Effect of gender and race on the pharmacokinetics of pentamidine in HIV-infected patients

Objectives: We studied the effects of race and gender on the pharmacokinetics of intravenously administered pentamidine as women and minorities have been under-represented in earlier studies and the incidence of HIV and opportunistic infection is increasing in these groups. Patients and Methods: Twenty HIV-positive individuals (10 men and 10 women) were enrolled into a prospective study. Recruitment of 11 Black subjects (six men and five women) allowed for gender and race comparisons. A single dose of intravenous pentamidine, 4 mg/kg, was administered as a 2-hour infusion. Serial plasma and urine drug concentrations were measured using column chromatography (HPLC). Results: Gender and/or race had no effect on drug concentrations or pharmacokinetic parameters. Plasma concentrations at 2 (peak), 12, 24 and 48 hours were 573 +/- 432, 5.7 +/- 3.2, 2.9 +/- 1.5 and 1.4 +/- 1.0 mu g/L. The initial Volume of distribution (V-1) for the entire group was 0.11 +/- 0.12kl and the elimination half-life was 24.9 +/- 10.4 hours.
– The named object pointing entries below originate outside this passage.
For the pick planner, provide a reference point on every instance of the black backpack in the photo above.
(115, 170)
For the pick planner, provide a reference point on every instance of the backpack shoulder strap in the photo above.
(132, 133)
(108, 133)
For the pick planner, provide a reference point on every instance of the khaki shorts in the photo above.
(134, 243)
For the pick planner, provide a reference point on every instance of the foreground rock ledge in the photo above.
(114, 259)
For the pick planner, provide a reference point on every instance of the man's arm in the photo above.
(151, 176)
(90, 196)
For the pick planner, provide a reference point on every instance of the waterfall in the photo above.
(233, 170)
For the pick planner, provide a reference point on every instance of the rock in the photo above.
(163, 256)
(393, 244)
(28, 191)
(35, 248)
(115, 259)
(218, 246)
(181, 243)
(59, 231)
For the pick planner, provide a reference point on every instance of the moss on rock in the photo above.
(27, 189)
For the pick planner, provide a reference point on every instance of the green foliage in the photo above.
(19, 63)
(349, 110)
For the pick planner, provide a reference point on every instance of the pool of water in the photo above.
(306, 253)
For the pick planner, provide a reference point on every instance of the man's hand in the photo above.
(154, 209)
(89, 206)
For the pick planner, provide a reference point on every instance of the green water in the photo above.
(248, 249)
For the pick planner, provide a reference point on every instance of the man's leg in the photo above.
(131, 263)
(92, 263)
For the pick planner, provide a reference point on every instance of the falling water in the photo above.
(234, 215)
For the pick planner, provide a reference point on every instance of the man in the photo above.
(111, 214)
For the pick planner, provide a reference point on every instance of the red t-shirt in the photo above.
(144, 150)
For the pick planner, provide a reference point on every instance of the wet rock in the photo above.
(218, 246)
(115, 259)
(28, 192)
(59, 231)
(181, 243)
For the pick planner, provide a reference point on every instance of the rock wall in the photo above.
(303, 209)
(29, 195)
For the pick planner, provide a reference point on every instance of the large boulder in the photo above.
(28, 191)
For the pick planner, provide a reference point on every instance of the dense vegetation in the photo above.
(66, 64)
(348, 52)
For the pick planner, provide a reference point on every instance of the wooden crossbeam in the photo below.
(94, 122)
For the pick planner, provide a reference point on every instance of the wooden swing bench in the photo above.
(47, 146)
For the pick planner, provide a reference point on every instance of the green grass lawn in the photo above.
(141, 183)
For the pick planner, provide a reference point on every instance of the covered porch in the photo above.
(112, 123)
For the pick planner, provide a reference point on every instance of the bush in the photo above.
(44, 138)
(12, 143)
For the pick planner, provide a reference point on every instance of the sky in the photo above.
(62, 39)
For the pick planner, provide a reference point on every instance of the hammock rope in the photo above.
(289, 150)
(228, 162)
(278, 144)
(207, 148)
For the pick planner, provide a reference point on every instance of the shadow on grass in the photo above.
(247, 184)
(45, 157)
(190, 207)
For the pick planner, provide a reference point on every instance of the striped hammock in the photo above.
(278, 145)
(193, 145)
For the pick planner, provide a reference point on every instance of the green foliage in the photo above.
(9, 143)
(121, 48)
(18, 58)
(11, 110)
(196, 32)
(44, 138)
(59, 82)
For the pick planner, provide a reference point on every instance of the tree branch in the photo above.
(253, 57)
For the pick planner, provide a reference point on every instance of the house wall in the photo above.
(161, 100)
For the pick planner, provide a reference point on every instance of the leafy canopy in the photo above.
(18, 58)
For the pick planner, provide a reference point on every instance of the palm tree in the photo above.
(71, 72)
The plasma and urinary clearances were 0.31 +/- 0.12 and 0.01 +/- 0.01 kl/h, and the renal clearance/plasma clearance ratio was 0.03 +/- 0.01. Conclusions: The pharmacokinetics of single-dose intravenous pentamidine in women and Black patients were not significantly different from those that have been previously published. Dosage guidelines and strategies to reduce toxicity, such as dose reduction (3 or 2 mg/kg/day) or alteration of the dose based upon renal function or plasma drug concentrations, are likely to be appropriate for women and Black patients.